Now that state names are our index, and `plant_counts` is also indexed by state name, we can **assign the values directly**.


In [None]:
states['power_plant_count'] = plant_counts
states = states.sort_values(['power_plant_count'], 
                            ascending=False)
# states = states.reset_index()
states.head()

## Step 4: Plot the Choropleth

In [None]:
def states_mapping(variable, legend_label):
    fig, ax = plt.subplots(figsize=(12, 10),)
    
    states.plot(
        ax=ax,
        column=variable, 
        edgecolor='gray',
        cmap='OrRd',
        legend=True, 
        legend_kwds={
            'label': legend_label,
            'orientation': 'horizontal',
            'shrink': 0.5
        }
    )
    
    # for idx, row in states.iterrows():
    #     centroid = row['geometry'].centroid
    #     ax.text(
    #         centroid.x, centroid.y, row['STUSPS'],
    #         fontsize=8, ha='center', va='center',
    #         color='black'
    #     )

    for centroid, label in zip(states['geometry'].centroid, states["STUSPS"]):
        ax.text(
            centroid.x, centroid.y, label, 
            fontsize=5, color='black', 
            ha='center', va='center',
        )

    
    ax.set_aspect('equal')
    
    # ax.axis("off")
    
    minx, miny, maxx, maxy = states.total_bounds
    # ax.set_xlim(minx, maxx)
    # ax.set_ylim(miny, maxy)
    ax.set_xlim([-180, -60])  # Approximate longitude bounds for continental US + Alaska
    ax.set_ylim([20, 75])     # Approximate latitude bounds
    
    plt.tight_layout()
    
    fig.savefig(f'output/{variable}.png', dpi=300, bbox_inches='tight')
    
    plt.show()

In [None]:
states_mapping('power_plant_count', 'Number of Power Plants')


## Bonus: Add Another Variable — Total Megawatts
Now that we know how to summarize, let’s try something more numerical: summing total megawatts by state.


In [None]:
megawatts_by_state = joined.groupby('NAME')['Total_MW'].sum()
states['megawatts'] = megawatts_by_state

In [None]:
states_mapping('megawatts', 'Total MW')

In [None]:
# Create the plot
fig, ax = plt.subplots(figsize=(15, 10))

# Plot the states as filled polygons

# Plot the power plants as red points
plants.plot(
# plants[plants['Plant_Name']=="Winnetka"].plot(
    ax=ax,
    color='red',
    markersize=1,
    alpha=0.7,
    label='Power Plants'
)

states.plot(
    ax=ax,
    color='none',
    edgecolor='black',
    linewidth=0.3
)

# Add title and clean up plot
ax.set_title("U.S. Power Plants by Location", fontsize=18, fontweight='bold')
ax.set_axis_off()
ax.legend()

# Improve layout
plt.tight_layout()

fig.savefig('output/Winnetka.png', dpi=300, )

plt.show()



## 🧠 Deep Dive: How Did That Assignment Work?
You might be wondering how GeoPandas knew where to put the counts and megawatts.

**Answer: the index.**

When you assign a Series to a DataFrame, Pandas matches rows by index—NOT by row order.

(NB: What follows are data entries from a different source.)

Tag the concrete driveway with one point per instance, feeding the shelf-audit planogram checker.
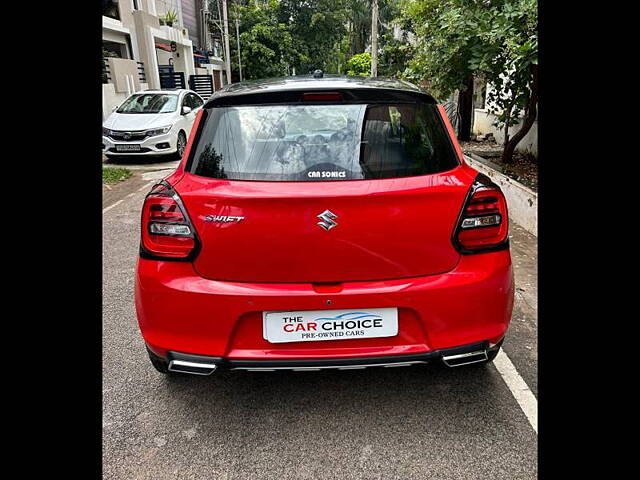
(403, 423)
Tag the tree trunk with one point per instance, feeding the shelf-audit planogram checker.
(531, 111)
(465, 110)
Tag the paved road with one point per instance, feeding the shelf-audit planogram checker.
(405, 423)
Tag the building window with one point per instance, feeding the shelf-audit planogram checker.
(110, 9)
(114, 49)
(479, 93)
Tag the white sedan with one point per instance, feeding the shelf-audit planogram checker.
(153, 122)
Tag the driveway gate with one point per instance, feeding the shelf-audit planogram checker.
(202, 85)
(172, 80)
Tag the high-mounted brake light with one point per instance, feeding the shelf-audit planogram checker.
(322, 97)
(484, 224)
(167, 232)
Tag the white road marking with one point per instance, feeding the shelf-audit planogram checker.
(105, 210)
(523, 395)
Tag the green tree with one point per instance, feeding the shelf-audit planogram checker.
(494, 39)
(268, 47)
(359, 65)
(317, 28)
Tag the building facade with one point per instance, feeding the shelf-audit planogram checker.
(142, 51)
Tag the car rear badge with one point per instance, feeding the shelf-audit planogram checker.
(327, 220)
(223, 218)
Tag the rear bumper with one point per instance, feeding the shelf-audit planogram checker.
(179, 311)
(207, 365)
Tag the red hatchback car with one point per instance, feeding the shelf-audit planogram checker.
(323, 223)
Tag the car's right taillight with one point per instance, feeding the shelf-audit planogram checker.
(483, 225)
(167, 232)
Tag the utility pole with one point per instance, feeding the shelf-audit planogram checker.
(374, 38)
(227, 54)
(238, 37)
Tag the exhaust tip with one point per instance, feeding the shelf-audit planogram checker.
(465, 358)
(194, 368)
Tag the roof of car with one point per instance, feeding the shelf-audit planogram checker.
(311, 83)
(167, 90)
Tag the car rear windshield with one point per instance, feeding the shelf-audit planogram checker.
(149, 103)
(322, 142)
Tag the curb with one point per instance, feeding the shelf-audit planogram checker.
(522, 202)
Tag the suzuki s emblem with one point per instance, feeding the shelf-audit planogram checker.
(327, 220)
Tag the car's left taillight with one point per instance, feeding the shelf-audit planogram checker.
(166, 230)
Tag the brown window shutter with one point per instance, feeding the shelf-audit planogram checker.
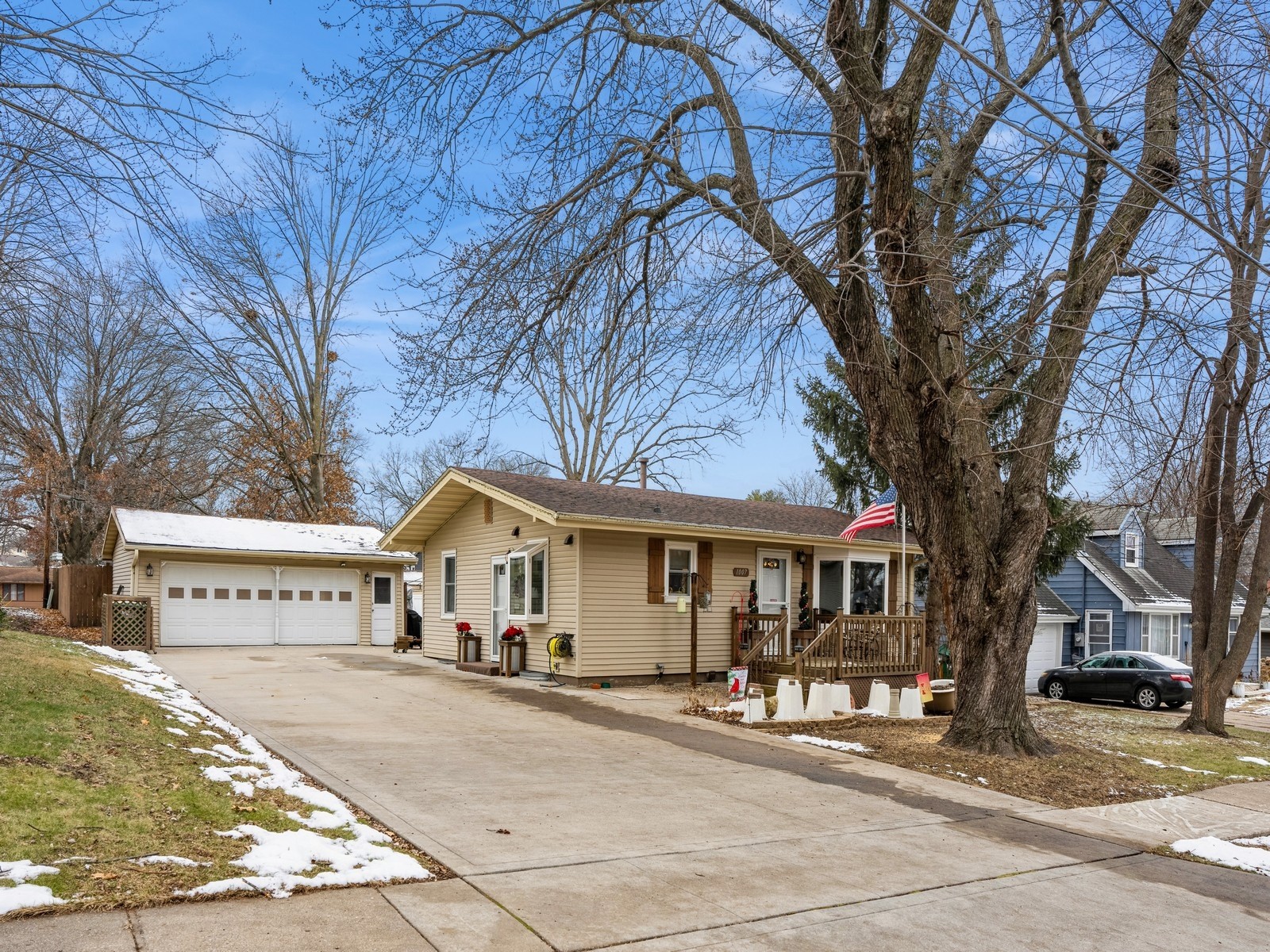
(705, 568)
(657, 571)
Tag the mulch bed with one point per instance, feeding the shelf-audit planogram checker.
(1079, 774)
(48, 621)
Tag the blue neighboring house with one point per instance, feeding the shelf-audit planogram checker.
(1128, 588)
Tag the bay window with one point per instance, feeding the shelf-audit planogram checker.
(527, 582)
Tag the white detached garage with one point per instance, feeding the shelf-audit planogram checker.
(217, 581)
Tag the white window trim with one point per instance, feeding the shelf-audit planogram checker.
(673, 598)
(1175, 632)
(1100, 615)
(1137, 550)
(525, 552)
(454, 613)
(882, 559)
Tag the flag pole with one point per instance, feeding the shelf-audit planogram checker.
(903, 562)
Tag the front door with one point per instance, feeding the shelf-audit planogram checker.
(498, 601)
(383, 611)
(774, 582)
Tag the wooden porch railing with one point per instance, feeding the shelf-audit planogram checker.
(762, 643)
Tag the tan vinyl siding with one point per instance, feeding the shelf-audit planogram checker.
(622, 635)
(154, 585)
(475, 543)
(121, 569)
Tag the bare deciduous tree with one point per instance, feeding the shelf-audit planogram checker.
(797, 146)
(622, 366)
(266, 286)
(102, 408)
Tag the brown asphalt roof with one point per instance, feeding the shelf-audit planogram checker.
(660, 505)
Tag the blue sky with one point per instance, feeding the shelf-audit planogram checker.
(276, 41)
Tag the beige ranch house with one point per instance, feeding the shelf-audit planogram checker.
(216, 581)
(611, 566)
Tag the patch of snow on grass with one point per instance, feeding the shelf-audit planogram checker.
(279, 858)
(22, 894)
(849, 746)
(1174, 767)
(1238, 856)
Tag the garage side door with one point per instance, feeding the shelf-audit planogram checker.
(1045, 651)
(215, 605)
(318, 607)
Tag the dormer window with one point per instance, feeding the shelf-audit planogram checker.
(1132, 550)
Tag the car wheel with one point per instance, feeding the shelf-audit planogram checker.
(1147, 697)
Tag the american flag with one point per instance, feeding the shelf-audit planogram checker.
(880, 513)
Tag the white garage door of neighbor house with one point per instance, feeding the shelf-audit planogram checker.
(232, 605)
(1045, 651)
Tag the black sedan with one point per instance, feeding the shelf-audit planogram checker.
(1141, 678)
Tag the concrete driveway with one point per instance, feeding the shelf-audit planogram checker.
(626, 823)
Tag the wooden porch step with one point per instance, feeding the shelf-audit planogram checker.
(489, 668)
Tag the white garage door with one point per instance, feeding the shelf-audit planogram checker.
(1045, 651)
(222, 605)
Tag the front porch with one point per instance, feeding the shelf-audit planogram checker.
(852, 647)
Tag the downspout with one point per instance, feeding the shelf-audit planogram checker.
(277, 584)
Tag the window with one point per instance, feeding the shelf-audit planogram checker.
(1161, 634)
(1098, 632)
(1132, 550)
(679, 564)
(448, 584)
(527, 582)
(868, 587)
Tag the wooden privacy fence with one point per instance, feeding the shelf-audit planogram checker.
(127, 622)
(79, 593)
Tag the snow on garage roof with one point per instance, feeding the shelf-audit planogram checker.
(149, 528)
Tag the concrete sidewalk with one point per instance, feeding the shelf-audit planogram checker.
(634, 825)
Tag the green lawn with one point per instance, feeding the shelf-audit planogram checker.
(90, 770)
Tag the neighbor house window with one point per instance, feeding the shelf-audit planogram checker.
(527, 582)
(1098, 632)
(1132, 550)
(1161, 634)
(448, 584)
(679, 564)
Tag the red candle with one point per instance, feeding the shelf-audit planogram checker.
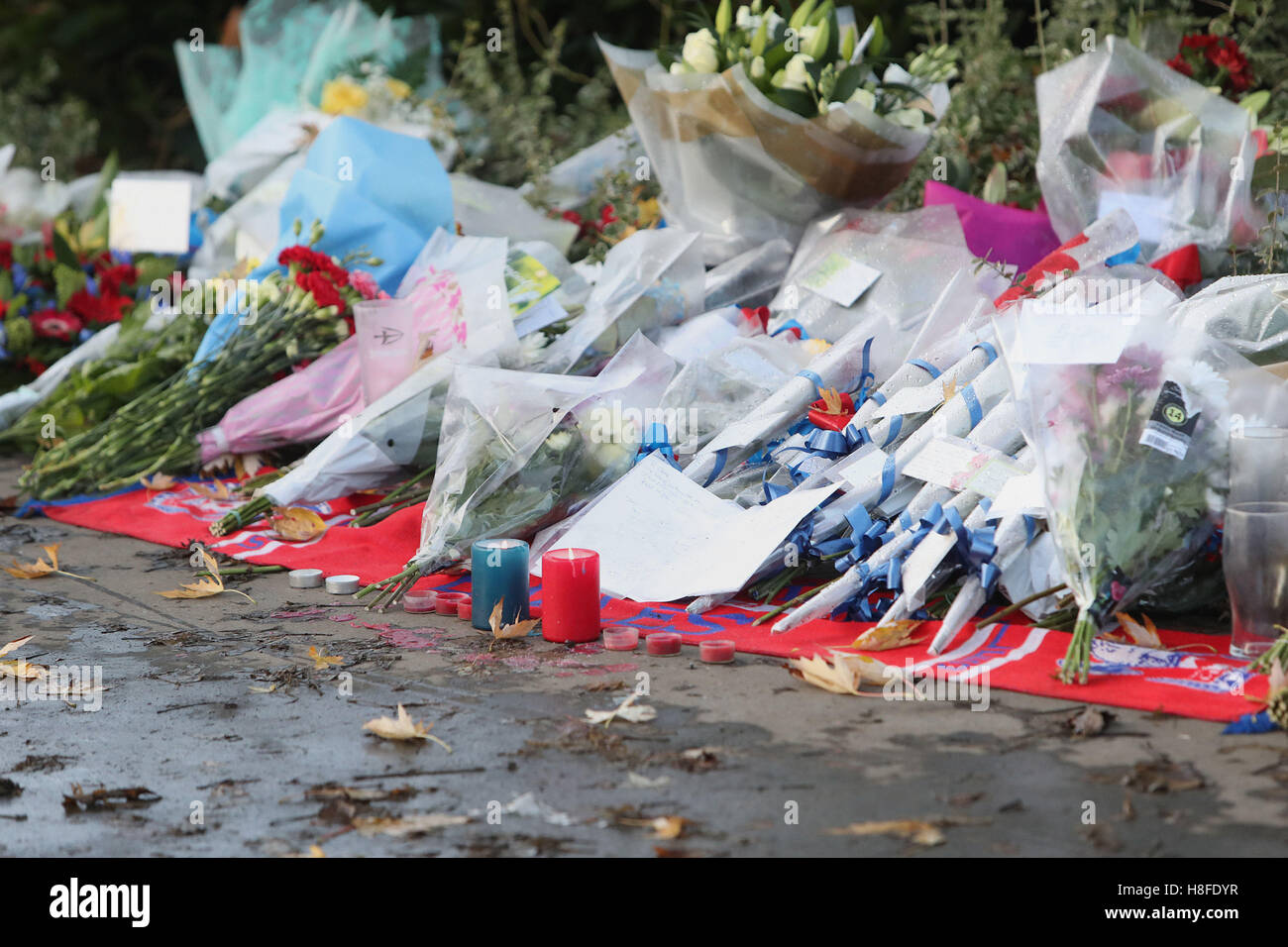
(570, 595)
(716, 652)
(621, 638)
(662, 643)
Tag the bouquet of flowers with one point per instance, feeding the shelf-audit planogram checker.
(1133, 453)
(1122, 131)
(288, 317)
(58, 292)
(758, 124)
(520, 450)
(97, 379)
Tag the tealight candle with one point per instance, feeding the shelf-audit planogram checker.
(570, 595)
(419, 600)
(498, 573)
(662, 643)
(717, 651)
(621, 638)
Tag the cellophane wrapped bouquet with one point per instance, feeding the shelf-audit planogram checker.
(1134, 458)
(1124, 131)
(519, 451)
(760, 123)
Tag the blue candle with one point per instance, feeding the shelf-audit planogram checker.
(498, 573)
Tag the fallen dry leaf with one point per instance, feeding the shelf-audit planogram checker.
(217, 492)
(845, 674)
(897, 634)
(407, 825)
(917, 831)
(1144, 635)
(402, 728)
(159, 482)
(322, 661)
(39, 569)
(297, 525)
(518, 629)
(206, 586)
(626, 710)
(14, 644)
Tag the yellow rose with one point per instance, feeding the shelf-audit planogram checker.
(398, 88)
(343, 97)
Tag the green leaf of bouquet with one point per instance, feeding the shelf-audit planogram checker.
(67, 281)
(849, 81)
(104, 180)
(63, 252)
(876, 47)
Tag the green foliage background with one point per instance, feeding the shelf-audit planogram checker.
(82, 77)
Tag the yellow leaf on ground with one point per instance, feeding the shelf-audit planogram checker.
(917, 831)
(1144, 635)
(39, 569)
(14, 644)
(322, 661)
(518, 629)
(402, 728)
(407, 825)
(297, 525)
(206, 586)
(844, 674)
(897, 634)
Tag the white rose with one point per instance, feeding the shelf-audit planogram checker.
(909, 118)
(795, 75)
(864, 98)
(700, 52)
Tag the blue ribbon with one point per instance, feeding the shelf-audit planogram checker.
(657, 438)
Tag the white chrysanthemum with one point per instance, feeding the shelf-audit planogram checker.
(700, 52)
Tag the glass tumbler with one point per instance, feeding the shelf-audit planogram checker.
(1254, 549)
(1258, 466)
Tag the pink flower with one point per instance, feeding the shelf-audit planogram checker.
(366, 285)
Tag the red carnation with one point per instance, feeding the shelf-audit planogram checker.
(111, 278)
(323, 292)
(104, 308)
(52, 324)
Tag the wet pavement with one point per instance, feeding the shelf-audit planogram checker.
(250, 746)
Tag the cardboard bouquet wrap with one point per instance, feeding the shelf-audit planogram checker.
(745, 170)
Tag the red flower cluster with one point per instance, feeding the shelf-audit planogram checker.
(317, 273)
(1214, 60)
(55, 325)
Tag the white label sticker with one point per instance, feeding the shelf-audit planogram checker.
(150, 215)
(840, 278)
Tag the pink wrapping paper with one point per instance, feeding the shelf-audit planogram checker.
(304, 406)
(1005, 235)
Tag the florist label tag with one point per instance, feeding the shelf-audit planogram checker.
(1171, 424)
(150, 215)
(840, 278)
(957, 464)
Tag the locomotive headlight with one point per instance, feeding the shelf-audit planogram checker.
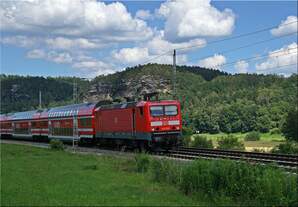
(156, 123)
(174, 122)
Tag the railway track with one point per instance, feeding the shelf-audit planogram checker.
(189, 153)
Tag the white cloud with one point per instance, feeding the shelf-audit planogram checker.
(241, 66)
(67, 43)
(190, 19)
(92, 68)
(36, 54)
(213, 62)
(286, 55)
(59, 57)
(143, 14)
(131, 55)
(168, 59)
(90, 18)
(20, 41)
(158, 44)
(287, 26)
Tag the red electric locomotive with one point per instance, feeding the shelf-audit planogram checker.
(143, 124)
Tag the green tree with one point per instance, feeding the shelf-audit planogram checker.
(290, 127)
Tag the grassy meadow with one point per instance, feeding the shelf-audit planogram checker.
(43, 177)
(267, 140)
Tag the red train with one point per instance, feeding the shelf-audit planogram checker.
(143, 124)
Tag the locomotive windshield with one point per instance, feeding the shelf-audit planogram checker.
(170, 110)
(156, 110)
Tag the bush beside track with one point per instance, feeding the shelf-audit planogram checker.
(34, 176)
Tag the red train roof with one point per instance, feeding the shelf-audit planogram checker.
(84, 109)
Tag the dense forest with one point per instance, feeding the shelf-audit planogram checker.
(212, 101)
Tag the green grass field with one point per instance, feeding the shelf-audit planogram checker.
(42, 177)
(266, 142)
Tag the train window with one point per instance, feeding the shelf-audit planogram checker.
(141, 111)
(171, 110)
(156, 110)
(85, 122)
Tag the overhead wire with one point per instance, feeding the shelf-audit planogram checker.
(258, 57)
(245, 46)
(227, 39)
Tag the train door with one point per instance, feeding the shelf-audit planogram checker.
(50, 128)
(75, 127)
(133, 123)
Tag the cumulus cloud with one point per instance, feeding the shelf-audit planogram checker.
(61, 58)
(241, 66)
(287, 26)
(67, 43)
(284, 56)
(143, 14)
(36, 54)
(21, 41)
(158, 44)
(73, 18)
(94, 67)
(131, 55)
(213, 62)
(190, 19)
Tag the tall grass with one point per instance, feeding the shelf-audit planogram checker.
(230, 142)
(242, 182)
(201, 142)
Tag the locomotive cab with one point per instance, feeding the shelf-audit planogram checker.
(165, 123)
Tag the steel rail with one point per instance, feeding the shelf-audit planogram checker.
(195, 153)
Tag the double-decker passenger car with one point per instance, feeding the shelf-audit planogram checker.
(143, 124)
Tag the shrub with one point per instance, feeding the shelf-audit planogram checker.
(250, 185)
(252, 136)
(186, 133)
(56, 144)
(275, 131)
(230, 142)
(286, 148)
(289, 128)
(142, 162)
(202, 142)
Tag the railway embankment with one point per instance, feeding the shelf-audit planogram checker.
(133, 177)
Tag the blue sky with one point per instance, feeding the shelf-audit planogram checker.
(89, 38)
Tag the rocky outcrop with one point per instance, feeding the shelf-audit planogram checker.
(127, 88)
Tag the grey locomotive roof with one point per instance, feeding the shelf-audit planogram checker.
(23, 115)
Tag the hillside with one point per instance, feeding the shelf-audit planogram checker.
(212, 101)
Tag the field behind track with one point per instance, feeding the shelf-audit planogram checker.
(41, 177)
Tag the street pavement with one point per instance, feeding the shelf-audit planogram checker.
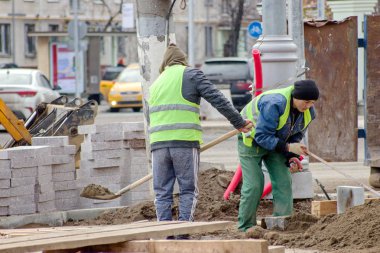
(224, 155)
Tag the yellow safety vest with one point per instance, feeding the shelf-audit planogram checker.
(172, 117)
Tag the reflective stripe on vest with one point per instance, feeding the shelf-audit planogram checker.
(251, 112)
(172, 117)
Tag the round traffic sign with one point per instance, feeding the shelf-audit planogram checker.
(255, 29)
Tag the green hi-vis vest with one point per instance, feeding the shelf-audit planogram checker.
(172, 117)
(252, 112)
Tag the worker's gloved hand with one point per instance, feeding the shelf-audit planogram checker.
(298, 148)
(247, 127)
(295, 165)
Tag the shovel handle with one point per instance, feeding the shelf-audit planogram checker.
(135, 184)
(344, 174)
(219, 140)
(203, 148)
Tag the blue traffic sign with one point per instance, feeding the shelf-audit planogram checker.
(255, 29)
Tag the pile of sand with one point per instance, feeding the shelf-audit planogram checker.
(357, 230)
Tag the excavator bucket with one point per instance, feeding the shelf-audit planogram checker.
(59, 118)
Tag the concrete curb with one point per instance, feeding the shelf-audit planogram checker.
(53, 218)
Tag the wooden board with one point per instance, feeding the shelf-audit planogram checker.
(97, 235)
(326, 207)
(188, 246)
(331, 55)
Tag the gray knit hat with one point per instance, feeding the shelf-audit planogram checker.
(305, 90)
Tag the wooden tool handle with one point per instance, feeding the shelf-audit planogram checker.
(219, 140)
(344, 174)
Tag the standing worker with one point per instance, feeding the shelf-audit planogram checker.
(175, 131)
(281, 117)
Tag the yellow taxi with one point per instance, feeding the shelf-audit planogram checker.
(127, 91)
(108, 80)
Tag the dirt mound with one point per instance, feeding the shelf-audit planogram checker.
(357, 230)
(95, 190)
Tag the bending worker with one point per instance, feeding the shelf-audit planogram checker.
(281, 117)
(175, 131)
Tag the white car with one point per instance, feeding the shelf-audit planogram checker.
(23, 89)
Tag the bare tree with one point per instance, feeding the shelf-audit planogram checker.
(235, 9)
(111, 14)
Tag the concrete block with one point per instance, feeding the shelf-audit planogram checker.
(93, 146)
(4, 210)
(62, 159)
(47, 187)
(22, 190)
(102, 163)
(302, 185)
(44, 170)
(24, 172)
(45, 179)
(65, 185)
(46, 196)
(22, 209)
(45, 207)
(101, 154)
(108, 171)
(5, 201)
(107, 136)
(5, 183)
(110, 127)
(104, 180)
(67, 194)
(61, 168)
(133, 126)
(134, 135)
(5, 193)
(87, 129)
(66, 150)
(5, 172)
(349, 196)
(135, 143)
(23, 200)
(22, 181)
(51, 141)
(65, 176)
(278, 222)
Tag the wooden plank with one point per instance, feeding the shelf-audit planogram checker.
(323, 208)
(188, 246)
(333, 135)
(107, 235)
(326, 207)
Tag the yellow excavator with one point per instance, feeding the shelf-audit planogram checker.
(60, 117)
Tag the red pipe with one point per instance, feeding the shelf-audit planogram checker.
(268, 186)
(258, 90)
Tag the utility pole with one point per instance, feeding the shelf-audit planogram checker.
(191, 33)
(76, 48)
(154, 26)
(13, 33)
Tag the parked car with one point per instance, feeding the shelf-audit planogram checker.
(233, 72)
(8, 65)
(127, 91)
(108, 80)
(23, 89)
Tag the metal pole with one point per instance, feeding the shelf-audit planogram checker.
(76, 48)
(191, 33)
(321, 9)
(13, 33)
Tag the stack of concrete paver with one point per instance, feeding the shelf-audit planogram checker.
(113, 156)
(63, 173)
(28, 170)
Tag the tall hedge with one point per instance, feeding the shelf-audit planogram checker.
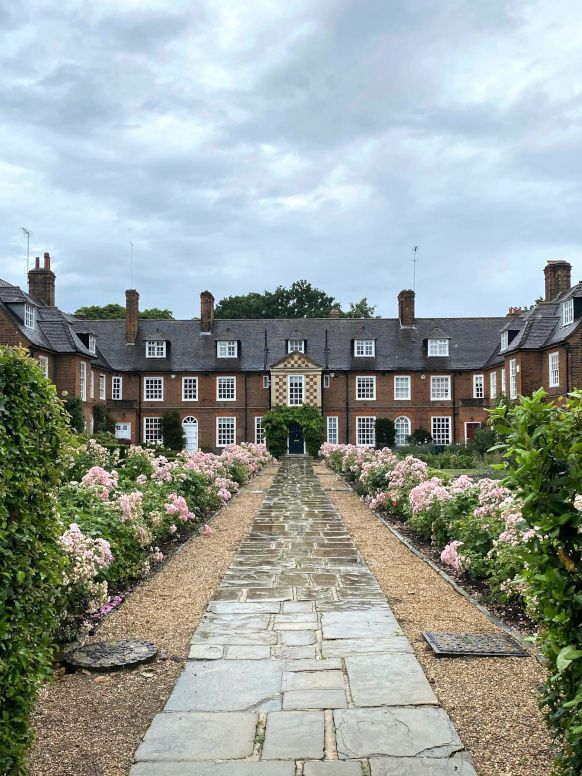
(33, 429)
(543, 447)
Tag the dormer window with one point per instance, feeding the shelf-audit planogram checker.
(29, 316)
(227, 349)
(156, 349)
(295, 346)
(567, 312)
(364, 348)
(438, 347)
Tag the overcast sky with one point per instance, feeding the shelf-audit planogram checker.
(244, 144)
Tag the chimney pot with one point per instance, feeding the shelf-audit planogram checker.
(131, 315)
(558, 278)
(406, 307)
(41, 282)
(206, 311)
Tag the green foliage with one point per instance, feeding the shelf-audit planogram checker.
(420, 436)
(277, 421)
(385, 433)
(103, 422)
(116, 311)
(74, 407)
(33, 430)
(543, 449)
(172, 431)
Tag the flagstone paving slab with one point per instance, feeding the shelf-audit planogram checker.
(299, 663)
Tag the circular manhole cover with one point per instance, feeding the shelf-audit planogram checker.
(110, 655)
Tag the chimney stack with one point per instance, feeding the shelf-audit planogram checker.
(206, 312)
(558, 278)
(131, 316)
(406, 307)
(41, 281)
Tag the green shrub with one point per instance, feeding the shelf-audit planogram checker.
(33, 431)
(74, 408)
(276, 423)
(385, 433)
(172, 431)
(543, 448)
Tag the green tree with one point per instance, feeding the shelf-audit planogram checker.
(361, 309)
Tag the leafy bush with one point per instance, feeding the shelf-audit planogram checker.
(33, 430)
(172, 431)
(276, 423)
(103, 422)
(385, 433)
(74, 408)
(543, 449)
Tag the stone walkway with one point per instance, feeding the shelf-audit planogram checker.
(299, 667)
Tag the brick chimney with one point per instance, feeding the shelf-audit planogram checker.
(206, 312)
(558, 278)
(41, 281)
(406, 307)
(131, 316)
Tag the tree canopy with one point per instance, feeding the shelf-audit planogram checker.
(300, 300)
(110, 311)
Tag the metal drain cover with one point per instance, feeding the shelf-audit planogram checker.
(475, 644)
(110, 655)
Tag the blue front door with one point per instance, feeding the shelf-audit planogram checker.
(296, 445)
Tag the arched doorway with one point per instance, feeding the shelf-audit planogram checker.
(190, 426)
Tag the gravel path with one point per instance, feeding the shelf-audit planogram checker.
(89, 725)
(492, 701)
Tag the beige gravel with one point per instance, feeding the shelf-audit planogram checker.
(492, 701)
(90, 725)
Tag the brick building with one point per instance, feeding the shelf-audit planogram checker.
(223, 375)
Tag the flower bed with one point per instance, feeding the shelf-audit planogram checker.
(119, 512)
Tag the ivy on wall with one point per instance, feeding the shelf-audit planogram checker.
(276, 423)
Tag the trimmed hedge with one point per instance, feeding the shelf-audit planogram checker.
(33, 430)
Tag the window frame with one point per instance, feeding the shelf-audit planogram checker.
(371, 378)
(433, 378)
(155, 348)
(233, 424)
(365, 345)
(332, 432)
(157, 424)
(117, 387)
(292, 349)
(225, 346)
(290, 379)
(367, 430)
(220, 379)
(83, 380)
(435, 344)
(478, 386)
(493, 385)
(450, 429)
(29, 316)
(568, 312)
(407, 419)
(147, 381)
(554, 369)
(189, 379)
(408, 381)
(513, 378)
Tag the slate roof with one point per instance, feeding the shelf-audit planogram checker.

We set the index of `states` to state names. And our summaries are also indexed by state names. So assignment works smoothly:
```python
states['some_column'] = some_series
```
...works **as long as the indexes match**.



## ✅ Recap

- Spatial joins can link points (e.g., power plants) to areas (e.g., states).
- Aggregating values per region (e.g., `value_counts`, `groupby().sum()`) gives you something to color.
- Use the clean geometry dataset (one shape per area) for mapping.
- Always match indexes before assigning columns.

🗺️ You now know how to build choropleths from raw point data in GeoPandas!